For efficient ventilation in dental offices that do not rely on natural ventilation, it is necessary to consider the location of exhaust vents and the increase or decrease in ventilation volume with partitions in place. In addition to wearing protective clothing and sterilizing instruments2, it is important to consider air quality improvement as a countermeasure against airborne and droplet infections, such as virus infections, in dental clinics.

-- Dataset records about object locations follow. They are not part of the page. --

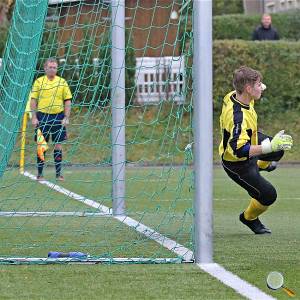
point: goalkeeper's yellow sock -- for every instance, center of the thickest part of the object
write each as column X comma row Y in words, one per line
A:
column 263, row 164
column 254, row 210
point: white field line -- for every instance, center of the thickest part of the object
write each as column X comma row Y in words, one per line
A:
column 173, row 246
column 51, row 214
column 72, row 195
column 239, row 285
column 88, row 260
column 231, row 280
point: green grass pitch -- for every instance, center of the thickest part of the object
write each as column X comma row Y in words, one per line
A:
column 156, row 199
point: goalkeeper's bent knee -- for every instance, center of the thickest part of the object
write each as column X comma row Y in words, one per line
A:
column 268, row 196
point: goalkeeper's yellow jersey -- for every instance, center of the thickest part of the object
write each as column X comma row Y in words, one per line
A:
column 238, row 123
column 50, row 94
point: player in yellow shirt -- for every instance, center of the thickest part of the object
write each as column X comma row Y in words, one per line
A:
column 242, row 146
column 51, row 107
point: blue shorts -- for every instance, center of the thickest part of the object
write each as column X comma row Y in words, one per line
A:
column 50, row 124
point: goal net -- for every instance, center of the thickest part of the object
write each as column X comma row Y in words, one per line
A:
column 127, row 194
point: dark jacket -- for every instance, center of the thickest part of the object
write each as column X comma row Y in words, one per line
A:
column 261, row 33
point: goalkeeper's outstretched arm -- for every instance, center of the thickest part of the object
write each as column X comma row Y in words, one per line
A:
column 33, row 107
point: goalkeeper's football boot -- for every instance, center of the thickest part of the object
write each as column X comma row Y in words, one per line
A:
column 271, row 167
column 60, row 178
column 40, row 178
column 255, row 225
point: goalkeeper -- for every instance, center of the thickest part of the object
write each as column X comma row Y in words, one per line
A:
column 245, row 151
column 50, row 108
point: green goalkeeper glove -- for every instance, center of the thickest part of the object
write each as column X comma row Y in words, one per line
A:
column 279, row 142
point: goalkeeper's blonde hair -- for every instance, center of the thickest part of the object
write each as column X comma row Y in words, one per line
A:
column 243, row 76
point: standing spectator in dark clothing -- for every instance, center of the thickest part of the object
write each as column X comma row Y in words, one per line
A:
column 265, row 31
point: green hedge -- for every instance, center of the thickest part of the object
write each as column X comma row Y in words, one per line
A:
column 279, row 63
column 242, row 26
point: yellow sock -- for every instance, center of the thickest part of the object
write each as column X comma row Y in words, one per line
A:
column 263, row 164
column 254, row 210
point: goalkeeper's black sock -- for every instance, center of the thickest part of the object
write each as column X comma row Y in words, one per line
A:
column 57, row 161
column 40, row 165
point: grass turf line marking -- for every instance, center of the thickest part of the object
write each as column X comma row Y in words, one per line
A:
column 51, row 214
column 239, row 285
column 173, row 246
column 229, row 279
column 72, row 195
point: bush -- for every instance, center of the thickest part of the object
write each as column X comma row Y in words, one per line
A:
column 277, row 61
column 223, row 7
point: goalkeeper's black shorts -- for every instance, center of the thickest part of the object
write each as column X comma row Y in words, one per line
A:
column 50, row 125
column 247, row 175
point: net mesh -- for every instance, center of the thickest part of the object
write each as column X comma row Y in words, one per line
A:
column 75, row 215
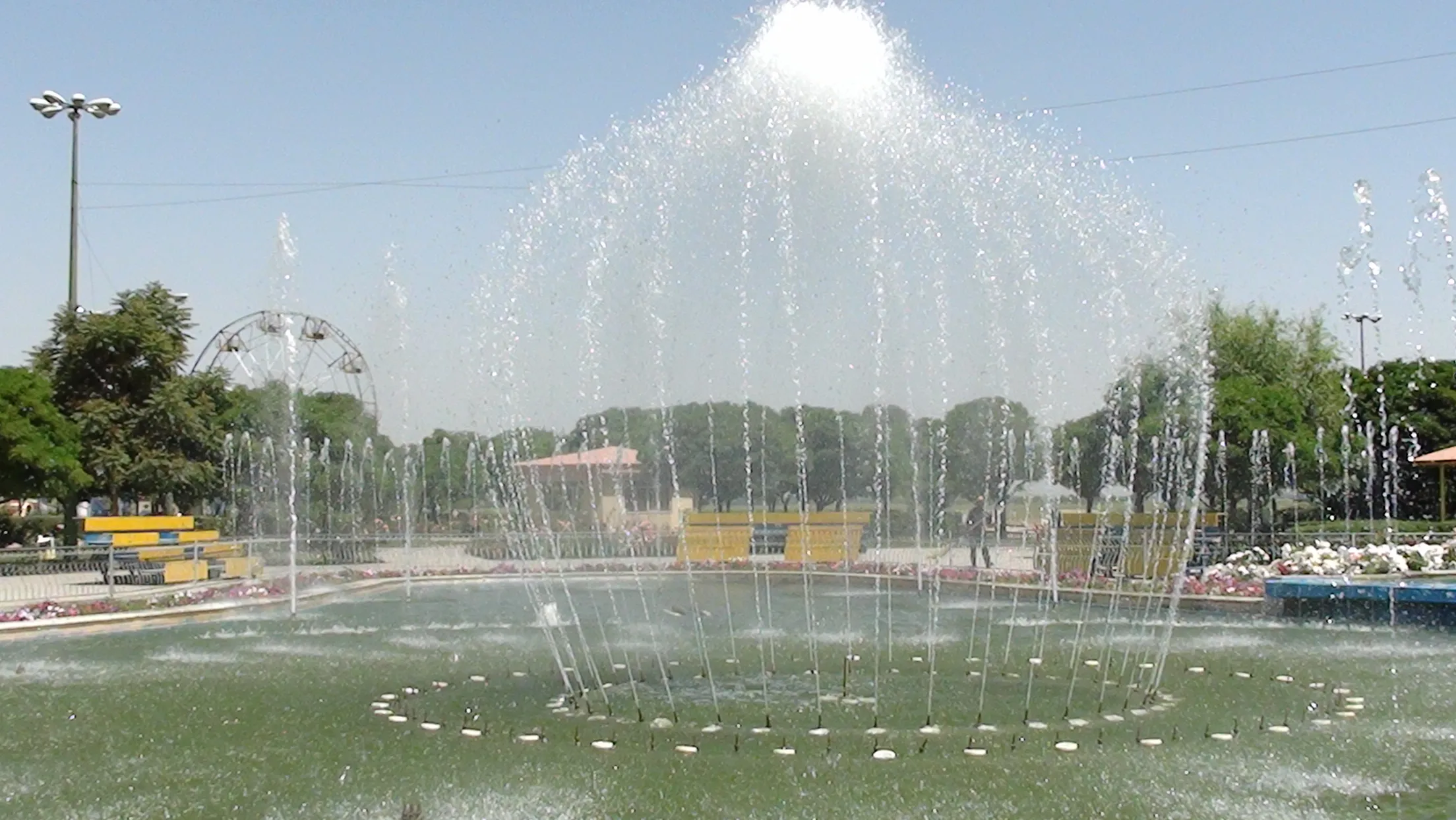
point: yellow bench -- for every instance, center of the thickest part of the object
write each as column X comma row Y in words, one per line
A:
column 166, row 550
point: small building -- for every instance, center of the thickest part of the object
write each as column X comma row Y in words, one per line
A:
column 603, row 487
column 819, row 538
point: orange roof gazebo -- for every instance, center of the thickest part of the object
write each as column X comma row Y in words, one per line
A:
column 1439, row 459
column 577, row 465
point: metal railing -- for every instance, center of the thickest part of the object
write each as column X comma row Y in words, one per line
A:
column 71, row 575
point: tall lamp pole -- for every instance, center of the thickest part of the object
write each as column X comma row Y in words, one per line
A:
column 50, row 103
column 1360, row 320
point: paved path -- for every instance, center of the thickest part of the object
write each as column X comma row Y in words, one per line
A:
column 71, row 587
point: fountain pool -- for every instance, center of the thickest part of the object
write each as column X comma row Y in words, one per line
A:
column 258, row 716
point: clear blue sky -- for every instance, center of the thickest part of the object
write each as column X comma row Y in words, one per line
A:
column 313, row 92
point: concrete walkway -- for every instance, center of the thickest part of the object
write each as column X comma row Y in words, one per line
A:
column 73, row 587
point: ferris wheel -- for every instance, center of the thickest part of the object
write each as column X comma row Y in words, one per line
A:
column 254, row 351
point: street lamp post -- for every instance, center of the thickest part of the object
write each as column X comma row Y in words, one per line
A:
column 1360, row 320
column 50, row 103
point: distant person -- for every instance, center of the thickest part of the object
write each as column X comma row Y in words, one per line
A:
column 976, row 531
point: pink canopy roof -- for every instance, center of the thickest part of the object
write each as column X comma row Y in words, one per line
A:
column 599, row 457
column 1439, row 457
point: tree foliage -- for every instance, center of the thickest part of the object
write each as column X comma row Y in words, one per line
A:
column 40, row 448
column 146, row 430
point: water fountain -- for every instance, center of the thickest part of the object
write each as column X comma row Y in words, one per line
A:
column 810, row 223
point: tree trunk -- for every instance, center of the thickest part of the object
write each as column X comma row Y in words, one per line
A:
column 69, row 529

Although standards for infection control of respiratory viruses, which are mainly transmitted through the air, have been established in healthcare facilities8, establishment of clear standards for ventilation in accordance with the standard precautions is essential in dental clinics, which are closed for long periods of time without natural ventilation and where air conditioners are constantly operated. Thus, there is a need to establish clear standards for ventilation in accordance with standard precautions3.

In the three-dimensional geometrical reproduction of the dental office used in this study, a layout with three patient chairs arranged in the same row was adopted. Although the structural and equipment standards for dental treatment rooms are in accordance with the Ordinance for Enforcement of the Enforcement Regulation on the Medical Care Act28, there are no specific rules or standards for setting the locations of examination tables, cabinets, partitions, air conditioners, exhaust vents, and entrances and exits. These standards are expected can expected to provide a safe and secure environment for dental professionals and patients by setting standards for the installation of infection control equipment in dental offices and facilitating improvement of the air environment. These findings will also serve as the foundation for additional studies evaluating measures to ensure appropriate infection control in dental clinics.